Der Krieg mit dem Deutschen Reich beginnt am 22. Juni 1941. Schon drei Tage später hat Israil den ersten „Feindkontakt“ bei Kremenez im Gebiet Ternopol. Sein Kindheitsfreund, Aleksandr Wassiljew, genannt Saschenka, kämpft durch einen glücklichen Zufall in der gleichen Einheit. Keine zwei Wochen später werden sie eingekesselt. Beim Versuch, auszubrechen, wird Igor an beiden Beinen verwundet. Die Deutschen nehmen ihn gefangen. Er gibt als Name Igor an und ändert den Geburtsort von Pensa in Moskau.

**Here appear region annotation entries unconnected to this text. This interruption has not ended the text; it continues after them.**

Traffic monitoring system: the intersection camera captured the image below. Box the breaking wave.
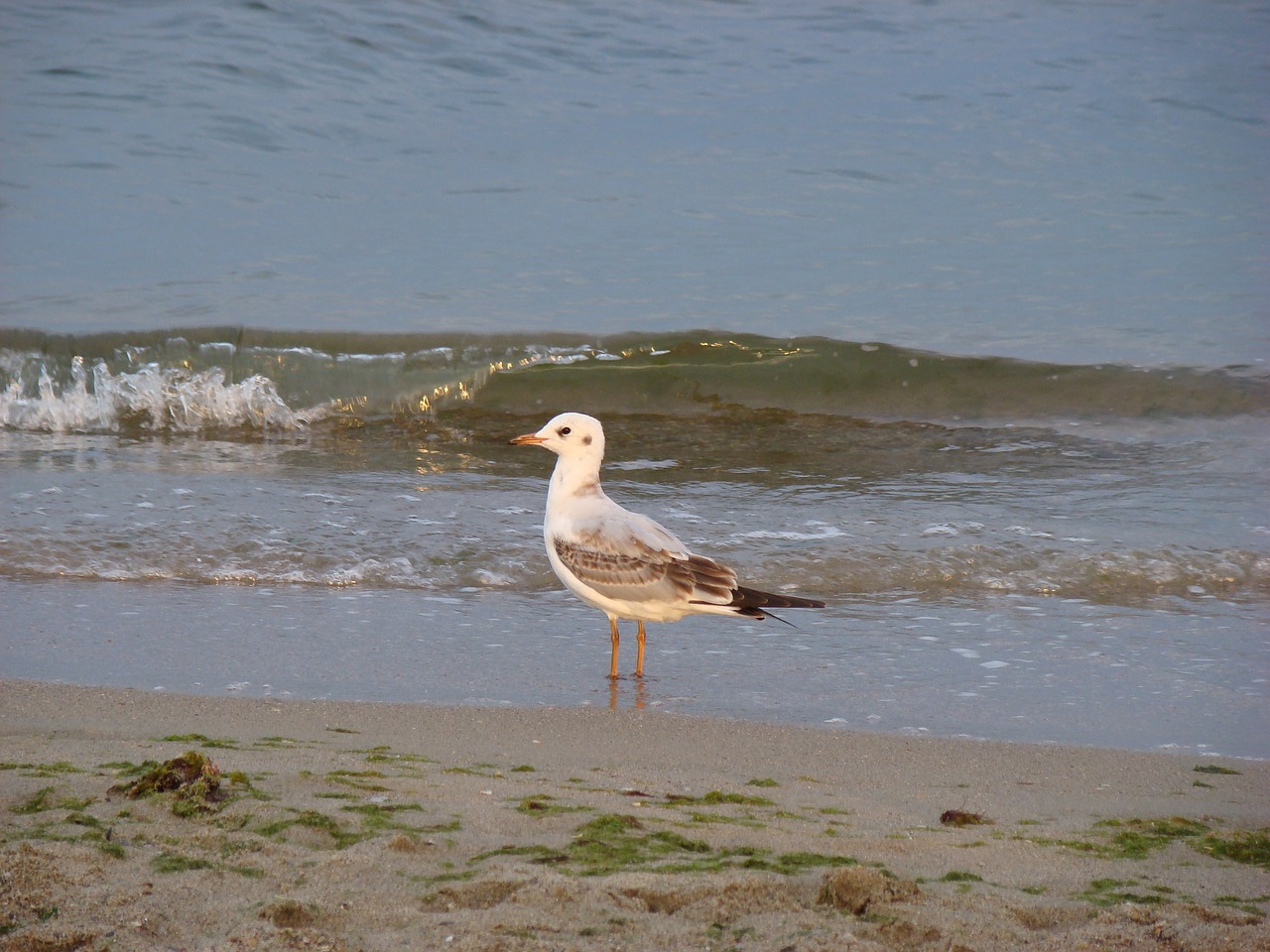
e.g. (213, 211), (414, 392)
(0, 329), (1270, 432)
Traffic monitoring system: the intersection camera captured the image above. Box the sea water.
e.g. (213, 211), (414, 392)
(0, 3), (1270, 757)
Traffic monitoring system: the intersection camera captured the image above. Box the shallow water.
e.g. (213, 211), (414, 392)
(0, 0), (1270, 757)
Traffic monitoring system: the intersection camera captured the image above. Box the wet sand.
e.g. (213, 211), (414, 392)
(0, 680), (1270, 951)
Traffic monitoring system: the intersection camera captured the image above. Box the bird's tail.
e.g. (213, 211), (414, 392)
(729, 588), (825, 625)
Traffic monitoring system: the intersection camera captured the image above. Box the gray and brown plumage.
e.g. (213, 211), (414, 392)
(512, 414), (825, 678)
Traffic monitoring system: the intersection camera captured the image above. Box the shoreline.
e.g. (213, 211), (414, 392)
(0, 679), (1270, 949)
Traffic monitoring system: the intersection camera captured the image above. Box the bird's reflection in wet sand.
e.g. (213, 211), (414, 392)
(608, 678), (648, 711)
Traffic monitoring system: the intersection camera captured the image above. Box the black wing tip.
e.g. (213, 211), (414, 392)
(731, 588), (826, 618)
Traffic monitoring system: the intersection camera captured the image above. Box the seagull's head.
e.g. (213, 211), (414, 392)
(512, 414), (604, 459)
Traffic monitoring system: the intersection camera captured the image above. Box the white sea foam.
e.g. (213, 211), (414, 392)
(0, 357), (330, 432)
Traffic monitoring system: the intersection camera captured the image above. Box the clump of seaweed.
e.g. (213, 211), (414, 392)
(110, 750), (223, 816)
(940, 810), (992, 826)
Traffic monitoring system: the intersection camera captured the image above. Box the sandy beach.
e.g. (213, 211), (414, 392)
(0, 680), (1270, 952)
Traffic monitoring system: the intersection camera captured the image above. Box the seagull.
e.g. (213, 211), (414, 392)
(511, 413), (825, 680)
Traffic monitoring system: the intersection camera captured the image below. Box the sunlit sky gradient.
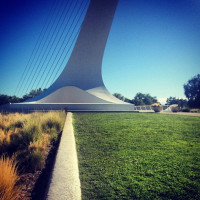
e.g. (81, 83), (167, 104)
(0, 0), (200, 102)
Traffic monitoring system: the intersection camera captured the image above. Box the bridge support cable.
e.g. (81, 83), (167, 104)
(32, 0), (78, 91)
(27, 0), (78, 93)
(18, 0), (65, 97)
(14, 1), (56, 95)
(20, 2), (68, 96)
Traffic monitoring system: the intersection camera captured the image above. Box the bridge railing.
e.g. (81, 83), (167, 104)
(135, 105), (170, 111)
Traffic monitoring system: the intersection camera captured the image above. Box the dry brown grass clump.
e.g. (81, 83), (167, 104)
(0, 156), (21, 200)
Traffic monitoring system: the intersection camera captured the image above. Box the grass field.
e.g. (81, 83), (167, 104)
(73, 113), (200, 200)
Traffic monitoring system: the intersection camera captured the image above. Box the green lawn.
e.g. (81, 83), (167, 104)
(73, 113), (200, 200)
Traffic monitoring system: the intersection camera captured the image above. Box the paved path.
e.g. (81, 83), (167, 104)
(47, 113), (81, 200)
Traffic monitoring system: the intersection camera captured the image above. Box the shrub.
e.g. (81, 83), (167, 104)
(29, 148), (45, 171)
(0, 156), (21, 200)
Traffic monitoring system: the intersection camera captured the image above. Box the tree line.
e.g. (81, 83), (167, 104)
(113, 74), (200, 108)
(0, 88), (45, 105)
(0, 74), (200, 108)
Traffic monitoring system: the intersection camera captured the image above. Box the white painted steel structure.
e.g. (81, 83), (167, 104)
(5, 0), (134, 111)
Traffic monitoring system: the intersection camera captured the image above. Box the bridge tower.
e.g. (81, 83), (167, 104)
(7, 0), (134, 111)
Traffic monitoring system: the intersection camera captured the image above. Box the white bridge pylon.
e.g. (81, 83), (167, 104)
(10, 0), (134, 111)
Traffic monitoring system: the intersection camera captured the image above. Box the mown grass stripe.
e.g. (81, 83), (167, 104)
(73, 113), (200, 200)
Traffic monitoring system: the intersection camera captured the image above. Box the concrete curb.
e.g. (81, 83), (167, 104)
(47, 112), (81, 200)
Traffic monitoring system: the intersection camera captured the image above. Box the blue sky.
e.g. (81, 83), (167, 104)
(0, 0), (200, 102)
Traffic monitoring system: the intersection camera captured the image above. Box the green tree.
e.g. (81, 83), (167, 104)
(113, 93), (125, 101)
(132, 92), (158, 106)
(183, 74), (200, 108)
(166, 97), (188, 108)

Keiner seiner Kameraden verrät, dass er Jude ist.

Der Überfall der Deutschen auf die Sowjetunion führt in der ersten Zeit zu großen Kriegsgefangenenzahlen. Die Wehrmacht zäunt die Gefangenen einfach auf offenen Feldern ein – ohne Unterkünfte. Auf diesem Foto ist ein nicht näher bezeichnetes Lager an der Südost-Front zu sehen. © Bundesarchiv, Bild 183-B21845 / Fotograf(in): Wahner

Igor – wie er von jetzt an heißt – wird in den kommenden Monaten häufig verlegt, von einem provisorischen Lager unter freiem Himmel zum anderen: Von Jampol nach Lemberg, von Lemberg nach Przemyśl, von Przemyśl ins polnische Jarosław und von dort ins schlesische Stalag VIII F (318) Lamsdorf. Erst hier wird er am 1. Oktober 1941 offiziell als Kriegsgefangener registriert und erhält die Nummer 4266/13. Das Stalag gehört zu den größten der Wehrmacht, hunderttausende Gefangene werden es bis 1945 durchlaufen, an 42.000 Tote wird dort heute mit einem Monument erinnert. Igor verbringt hier nur gute zwei Wochen. Am 16. Oktober 1941 wird er einem Transport von 2.500 Mann zugeordnet, die ins KZ Groß-Rosen gebracht werden.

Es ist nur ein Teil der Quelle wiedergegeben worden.